Steve Brine held his much-anticipated public meeting about the UK Aid programme with Stephen O'Brien MP and around 100 constituents at St Paul's Church in Fulflood on Thursday 8th November.
The local MP, who has been a questioning friend of Ministers in the Department for International Development (DfID) since his election said he was delighted at the turnout and the range and depth of issues covered over the meeting. Stephen O'Brien is a former Minister at DfID (May 2010 – Sept 2012) and is currently the Prime Minister's Special Envoy to the Sahel region of northern Africa.
Before Mr O'Brien arrived, the meeting heard from a number of local people who have an interest in the area or work in the field.
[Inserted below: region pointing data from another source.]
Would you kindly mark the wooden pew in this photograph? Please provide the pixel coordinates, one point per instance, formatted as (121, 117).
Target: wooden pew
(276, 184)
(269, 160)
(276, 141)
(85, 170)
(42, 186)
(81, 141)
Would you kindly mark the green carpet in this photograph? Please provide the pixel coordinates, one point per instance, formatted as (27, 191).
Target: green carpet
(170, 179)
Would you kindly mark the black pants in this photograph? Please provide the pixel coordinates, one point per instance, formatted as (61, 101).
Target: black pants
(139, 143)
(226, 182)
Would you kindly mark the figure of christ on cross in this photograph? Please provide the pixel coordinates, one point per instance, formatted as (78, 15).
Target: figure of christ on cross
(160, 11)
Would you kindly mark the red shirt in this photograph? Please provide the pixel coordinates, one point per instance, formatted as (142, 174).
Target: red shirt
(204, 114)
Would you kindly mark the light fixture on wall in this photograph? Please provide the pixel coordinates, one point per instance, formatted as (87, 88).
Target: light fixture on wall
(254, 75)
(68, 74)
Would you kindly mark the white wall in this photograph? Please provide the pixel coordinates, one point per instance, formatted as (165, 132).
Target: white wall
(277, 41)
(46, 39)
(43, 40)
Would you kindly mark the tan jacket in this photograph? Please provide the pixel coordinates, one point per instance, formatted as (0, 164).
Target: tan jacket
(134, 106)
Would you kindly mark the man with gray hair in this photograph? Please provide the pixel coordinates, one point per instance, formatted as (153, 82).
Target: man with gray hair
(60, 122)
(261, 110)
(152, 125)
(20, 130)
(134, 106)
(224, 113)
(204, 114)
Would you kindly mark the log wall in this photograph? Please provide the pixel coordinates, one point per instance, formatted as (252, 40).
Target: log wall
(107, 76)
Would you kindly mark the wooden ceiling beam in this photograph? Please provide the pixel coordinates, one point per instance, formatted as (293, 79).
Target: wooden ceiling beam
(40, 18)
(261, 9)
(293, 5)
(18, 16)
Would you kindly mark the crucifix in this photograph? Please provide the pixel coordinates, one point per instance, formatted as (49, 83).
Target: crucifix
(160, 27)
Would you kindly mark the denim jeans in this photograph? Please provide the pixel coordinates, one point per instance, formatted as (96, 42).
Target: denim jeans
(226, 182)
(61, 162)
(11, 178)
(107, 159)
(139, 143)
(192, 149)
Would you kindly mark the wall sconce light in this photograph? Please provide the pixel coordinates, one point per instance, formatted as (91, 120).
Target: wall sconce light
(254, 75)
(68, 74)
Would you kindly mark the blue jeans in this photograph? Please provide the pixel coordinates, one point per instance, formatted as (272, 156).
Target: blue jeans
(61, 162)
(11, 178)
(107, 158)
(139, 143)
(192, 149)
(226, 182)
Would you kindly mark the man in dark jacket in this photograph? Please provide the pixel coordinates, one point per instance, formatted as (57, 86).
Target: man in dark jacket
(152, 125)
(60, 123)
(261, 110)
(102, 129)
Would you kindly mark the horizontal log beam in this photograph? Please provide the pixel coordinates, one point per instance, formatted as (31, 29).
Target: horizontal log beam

Steve Brine chatted with Jennifer Hanson, a 24 year-old primary school teacher from Micheldever, who told the meeting about her work in Africa through the charity she founded in Nakuru, Kenya called Tumaini Kenya. It has been registered as a charitable project with the UK based charity Hope for Children.
She was followed by the well-known local resident Rosemary Dunhill, who works with the Winchester Fairtrade Network, and Dr Nicholas Grey who founded much-loved local charity Wells for India.
The meeting then heard from Stephen O'Brien who spoke about his time growing up in Tanzania and gave the context of the UK Aid commitment which is on course to meet the UN Millenium Development Goal of Britain spending 0.7% of her gross national income on overseas aid by 2015. He then took questions for around ninety minutes from the floor.
Steve said: "I was delighted that Stephen O'Brien took time out of his busy schedule to come to Winchester and answer our questions on this high-profile and controversial coalition policy area. It was apparent to everyone present that he is absolutely on top of his brief and it was so interesting to hear him speak from such personal experience about some desperately poor
communities across the globe. It is little wonder the Prime Minister has just made him a Special Envoy in such a key region
"The participation from the floor was superb, and it was great to see so many new faces as well as many of those who are well known in the city for their passionate charitable work. We managed to cover a huge amount of ground, including the moral and political reasons for aid, the future of UK Aid in India, micro-financing, al-Qaeda tactics in exploiting the poor and vulnerable, the 0.7% of GDP budget commitment as well as the challenges Ministers continue to face in selling the UK Aid policy to many voters worriedabout financial constraints at home.
"I hope constituents enjoyed the event and whether they came away believing UK Aid money is well spent or not, they felt it was a unique chance to hear from the horse's mouth some of the ways it is being used around the world."
Among those attending were a group of girls from St Swithun's School and Rev Peter Seal who is Rector of St Matthew's with St Paul's.